Ainsi, un premier patient vient d’intégrer les essais cliniques de la biotech Cellprothera au CHU de Dijon.

 

Grâce à cette solution, le patient devient son propre médicament puisque ses propres cellules souches sont prélevées dans son sang. Aucun rejet n’est possible et le corps se soigne alors de lui-même.

Démultiplier les cellules souches à l’EFS-BFC de Besançon

Depuis peu, l’EFS-BFC de Besançon devient le premier centre de la région à disposer de la technologie de production mise au point par CellProthera, permettant la production du biomédicament à base de cellules souches du patient.
Un automate installé à l’EFS-BFC et des consommables ont été conçus par l’entreprise française Cellprothera et des partenaires industriels français afin d’automatiser la production, délocalisée dans plusieurs centres de production et plusieurs pays (actuellement en France, en Angleterre et à Singapour)
L’EFS-BFC devient ainsi le second centre en France, après l’EFS-ABG à Nantes, à être équipé de ce type d’automate.

Comment fonctionne la solution thérapeutique développée ?

La solution de Cellprothera permet de regénérer des tissus cardiaques endommagés par un infarctus grâce à l’injection d’un biomédicament constitué de cellules souches récupérées dans le sang.
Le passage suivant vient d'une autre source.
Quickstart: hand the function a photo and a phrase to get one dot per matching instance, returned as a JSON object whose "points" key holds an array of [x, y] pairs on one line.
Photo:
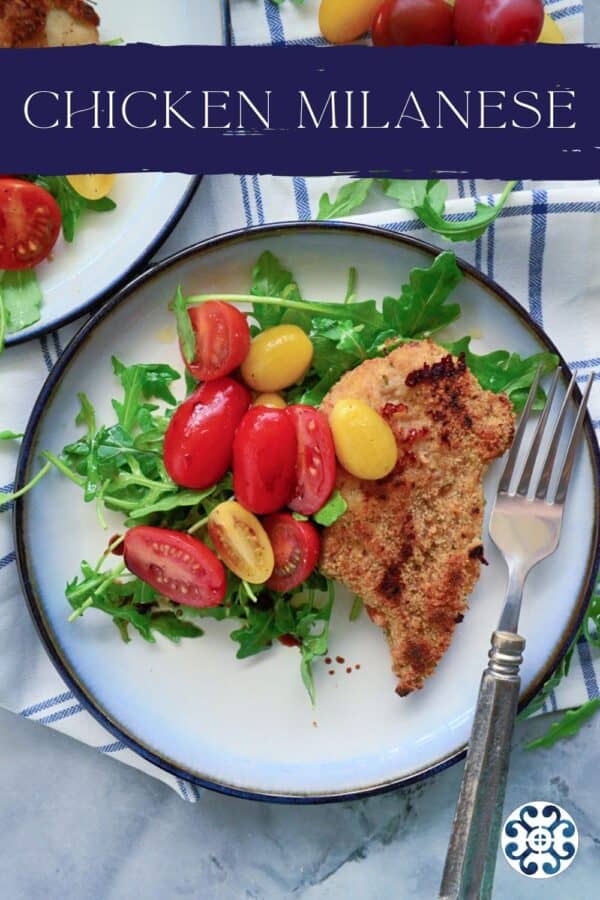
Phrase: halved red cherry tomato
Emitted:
{"points": [[30, 223], [176, 565], [501, 22], [222, 339], [409, 23], [296, 546], [199, 440], [264, 459], [315, 463]]}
Ces dernières sont traitées in-vitro selon un procédé de fabrication propriétaire et au moyen d’un automate dédié.
C’est un traitement dit « autologue », qui exclut le phénomène de rejet, étant donné que les cellules souches viennent directement du patient.
Ainsi, les avantages sont nombreux.
De l’amélioration durable de la fonction cardiaque et par conséquent de la qualité et l’espérance de vie du patient, en passant par l’évitement d’un traitement médicamenteux lourd lié à l’insuffisance cardiaque, de même qu’il ne nécessite qu’une seule et unique injection, il représente dans certains cas une alternative efficace de substitution à la transplantation cardiaque. On note aussi une diminution de la mortalité ainsi qu’une élimination du risque de rejet du greffon grâce au biomédicament à base des propres cellules souches du patient.
Enfin cela représente aussi des avantages non négligeables pour le système de santé.
Comme la réduction des coûts de prise en charge des patients, des coûts liés aux traitements médicamenteux, ou encore des coûts inhérents aux traitements existants (chirurgical, transplantation…) et hospitalisations multiples.
D’autres centres en France participent à cet essai clinique comme les CHU de Toulouse, Grenoble, Montpellier, Bordeaux et l’ICPS Hôpital Privé Jacques Cartier à Massy ainsi que quatre centres en Grande-Bretagne.
Cette procédure thérapeutique est également en cours d’essai à Singapour.